Methods for brainstorming
Even though this may seem rather chaotic, there is a method to this madness. Brainstorming can be invoked by different techniques. The following are a few basic suggestions for letting yourself brainstorm if you’re felling stuck, of rind it difficult to just let loose:
Write stuff down and don’t worry about it. Writing is one of the best methods of brainstorming available, especially when you used the writing process to unleash your ideas.
Sketch your ideas. Like writing, drawing can be good way to document your ideas, on paper or on screen.
Find a physical expression of what you’re thinking. Do whatever allows you to express what’s in your head. Take a walk. Dance around your office. Wear funny hats. Whatever works, just do it.
Software outlining tools can also be very useful in the brainstorming process. One such tool is Inspiration Software’s “Inspiration” a software-based outlining tool designed specially with brainstorming in mind.

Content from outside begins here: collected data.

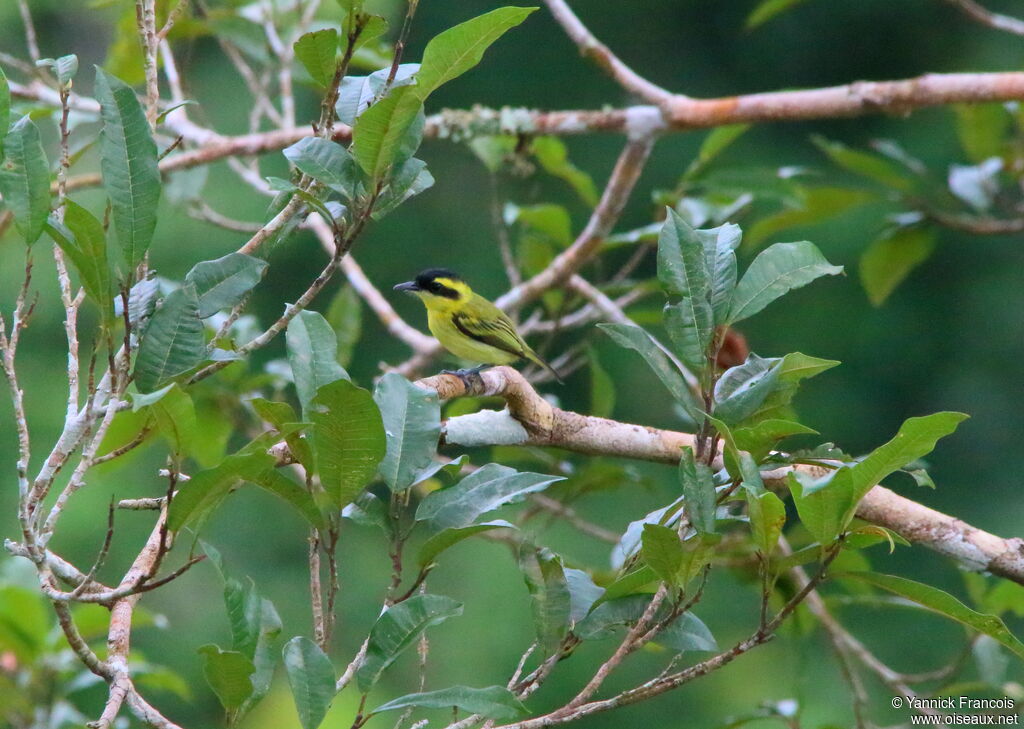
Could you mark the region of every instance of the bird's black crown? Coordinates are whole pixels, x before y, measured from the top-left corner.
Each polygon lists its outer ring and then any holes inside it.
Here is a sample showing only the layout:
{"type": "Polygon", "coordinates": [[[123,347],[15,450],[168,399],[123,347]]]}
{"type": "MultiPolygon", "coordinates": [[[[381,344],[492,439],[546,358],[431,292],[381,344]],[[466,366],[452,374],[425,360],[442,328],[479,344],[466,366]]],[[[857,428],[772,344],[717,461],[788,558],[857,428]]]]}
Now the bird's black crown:
{"type": "Polygon", "coordinates": [[[452,281],[462,280],[462,276],[454,271],[449,271],[447,268],[428,268],[426,271],[421,271],[416,276],[416,288],[420,291],[428,291],[435,296],[444,296],[448,299],[458,299],[459,292],[455,289],[448,288],[439,282],[439,278],[447,278],[452,281]]]}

Creating a structured list
This is where things get tricky. Although there are techniques that may help you in the process of creating a structured list (some of which are discussed below), there isn’t one “best way” to create such a list. As you read the suggestions below, keep in mind that the best way to find out what works for you is to experiment.

Find the primary idea
The primary idea is the underlying concept that creates the center of the site you are going to design. When looking over your brainstorm list, you may find an idea or phrase that jumps out at you. If it seems like this idea is the primary idea that the other ideas center around, you’re probably right.

Determine Your Sub-ideas
Once you determine the primary idea of your site, you may want to break down your list into subideas. Sub ideas are the motifs that run throughout your site, and from the “glue” that hold the site together.
For e.g. some of the sub ideas I wanted to express on my first site included:
1)      Playfulness
2)      Accessibility
3)      Creativity
4)      Self-development
5)      Guidance
6)      Education
Group your sub ideas
The next step is to group your sub ideas (and primary ideas, if there more than once concept deriving your site).

Creating a Rough Model
After you’ve grouped your ideas, you need to organize them to create a rough model of your prototype. Outlines, storyboards, and flowcharts are useful ways to organize your prototype’s structure.
Outlines – An outline is a text, broken down into topical section and sub-sections. Outlines provide a simple way to organize the structure of a work to be created, whether that work is a novel or a Web site. Most word processing packages include an outliner, although you can use pen and paper to achieve a similar result.
Storyboard – If you are working on a site that relies heavily on graphics and/or video, storyboards are the best way to go. Storyboards are based on rough sketches of what the final site will look like, allowing greater flexibility while providing a common reference for collaborators on the site.
Flowcharts – If you are using networked languages (such As Java or JavaScript) as part of your web site, you may want to consider using flowcharts. Flowcharts are diagrams that illustrate the element and step-by-step progression of a process. That process could be the workings of a software application or the functional relationships between a series of Web pages.